### Testing out Distil-Whisper

[GitHub Repo](https://github.com/huggingface/distil-whisper/tree/3c8c15f771139f4c98284486534667a87927ae45) of model.

In [1]:
import torch
from transformers import AutoModelForSpeechSeq2Seq, AutoProcessor, pipeline

In [2]:
device = "cuda:0" if torch.cuda.is_available() else "cpu"
torch_dtype = torch.float16 if torch.cuda.is_available() else torch.float32

In [3]:
display(device)
display(torch_dtype)

'cpu'

torch.float32

In [4]:
# Distil-Whisper model id on hugging face api
model_id = "distil-whisper/distil-large-v2"

# load the model...
model = AutoModelForSpeechSeq2Seq.from_pretrained(
    model_id,
    torch_dtype=torch_dtype,
    low_cpu_mem_usage=True,  # this helps keep loading time as low as possible
    use_safetensors=True  # use safetensors
)

model.to(device)

# ... and the processor
processor = AutoProcessor.from_pretrained(model_id)

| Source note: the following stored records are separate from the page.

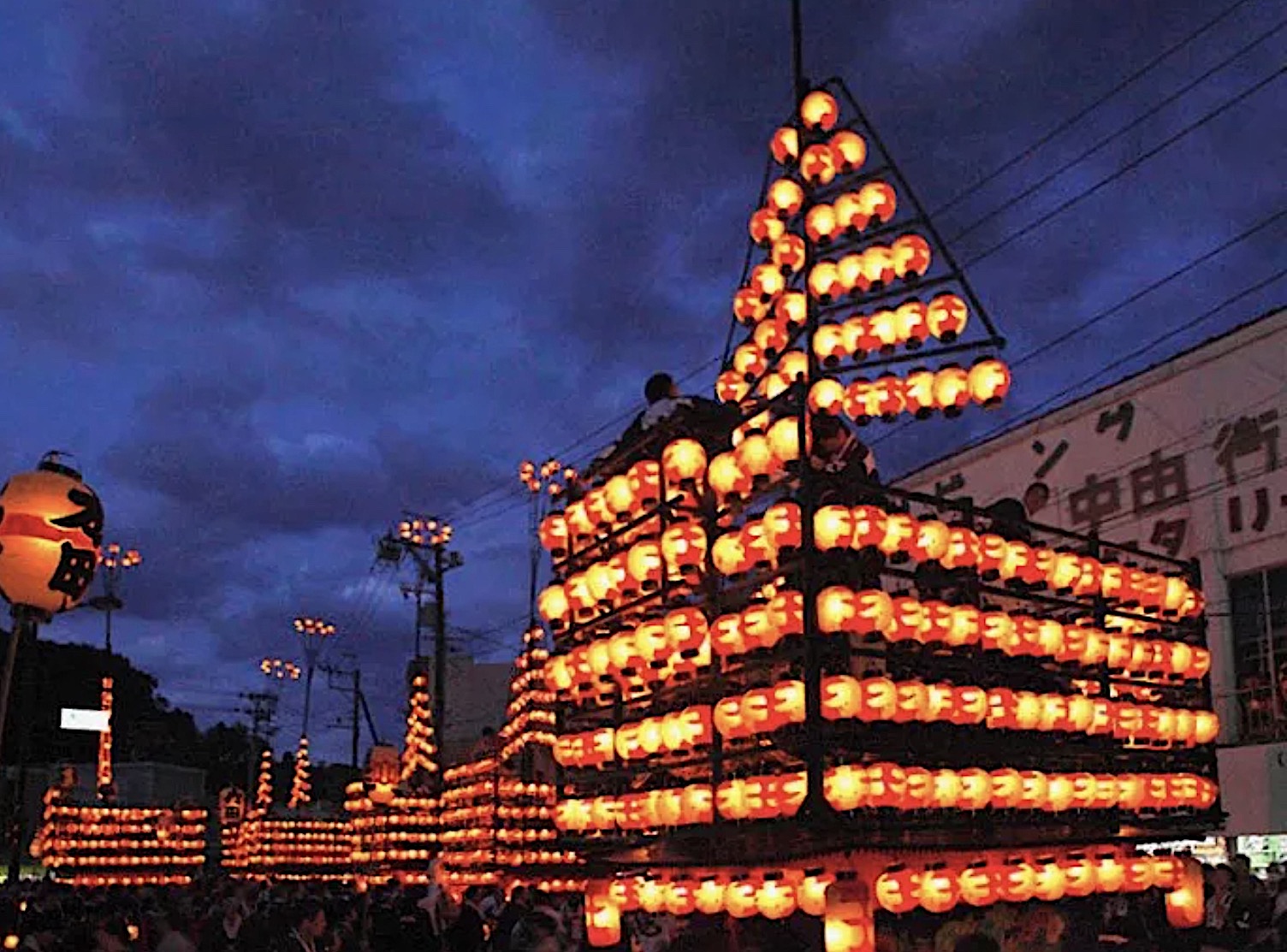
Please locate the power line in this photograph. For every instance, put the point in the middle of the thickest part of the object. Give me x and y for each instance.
(1035, 412)
(1085, 111)
(1148, 114)
(1130, 166)
(1082, 327)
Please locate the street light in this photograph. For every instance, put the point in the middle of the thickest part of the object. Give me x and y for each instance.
(280, 669)
(313, 632)
(115, 561)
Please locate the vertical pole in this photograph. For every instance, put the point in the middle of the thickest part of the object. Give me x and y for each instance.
(357, 704)
(309, 655)
(420, 602)
(439, 643)
(797, 51)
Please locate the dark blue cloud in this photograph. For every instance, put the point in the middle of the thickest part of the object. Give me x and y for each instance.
(278, 270)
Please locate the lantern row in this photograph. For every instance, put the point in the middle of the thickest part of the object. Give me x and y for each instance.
(875, 700)
(848, 905)
(888, 786)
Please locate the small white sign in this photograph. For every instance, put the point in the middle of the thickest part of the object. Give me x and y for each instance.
(80, 719)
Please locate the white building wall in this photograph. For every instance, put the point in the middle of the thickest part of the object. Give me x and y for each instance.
(1189, 458)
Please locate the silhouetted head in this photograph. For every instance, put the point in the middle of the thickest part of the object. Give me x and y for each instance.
(659, 387)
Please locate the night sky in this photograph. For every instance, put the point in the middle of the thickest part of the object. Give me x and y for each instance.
(276, 272)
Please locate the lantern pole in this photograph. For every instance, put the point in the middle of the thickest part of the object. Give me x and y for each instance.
(115, 561)
(313, 632)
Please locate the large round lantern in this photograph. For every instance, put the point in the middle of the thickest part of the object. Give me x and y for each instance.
(50, 531)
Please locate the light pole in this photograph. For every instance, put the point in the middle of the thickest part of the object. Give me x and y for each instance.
(426, 541)
(313, 632)
(115, 561)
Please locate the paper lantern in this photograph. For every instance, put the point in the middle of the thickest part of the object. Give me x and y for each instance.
(820, 111)
(848, 924)
(765, 228)
(786, 145)
(602, 920)
(819, 165)
(50, 534)
(786, 198)
(946, 316)
(824, 282)
(940, 890)
(988, 382)
(821, 224)
(850, 150)
(827, 397)
(896, 890)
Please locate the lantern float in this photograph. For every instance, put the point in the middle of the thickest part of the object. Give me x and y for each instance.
(729, 710)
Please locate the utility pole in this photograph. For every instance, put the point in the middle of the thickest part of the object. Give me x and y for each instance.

Special tokens have been added in the vocabulary, make sure the associated word embeddings are fine-tuned or trained.


In [8]:
pipe = pipeline(
    "automatic-speech-recognition",
    model=model,
    tokenizer=processor.tokenizer,
    feature_extractor=processor.feature_extractor,
#     max_new_tokens=128,
    torch_dtype=torch_dtype,
    device=device,
)

In [14]:
# load audio sample from LibriSpeech corpus
from datasets import load_dataset

dataset = load_dataset('hf-internal-testing/librispeech_asr_dummy', 'clean', split='validation')
sample_audio = dataset[0]['audio']

Downloading builder script: 100%|███| 5.17k/5.17k [00:00<00:00, 619kB/s]
Downloading data files:   0%|                     | 0/1 [00:00<?, ?it/s]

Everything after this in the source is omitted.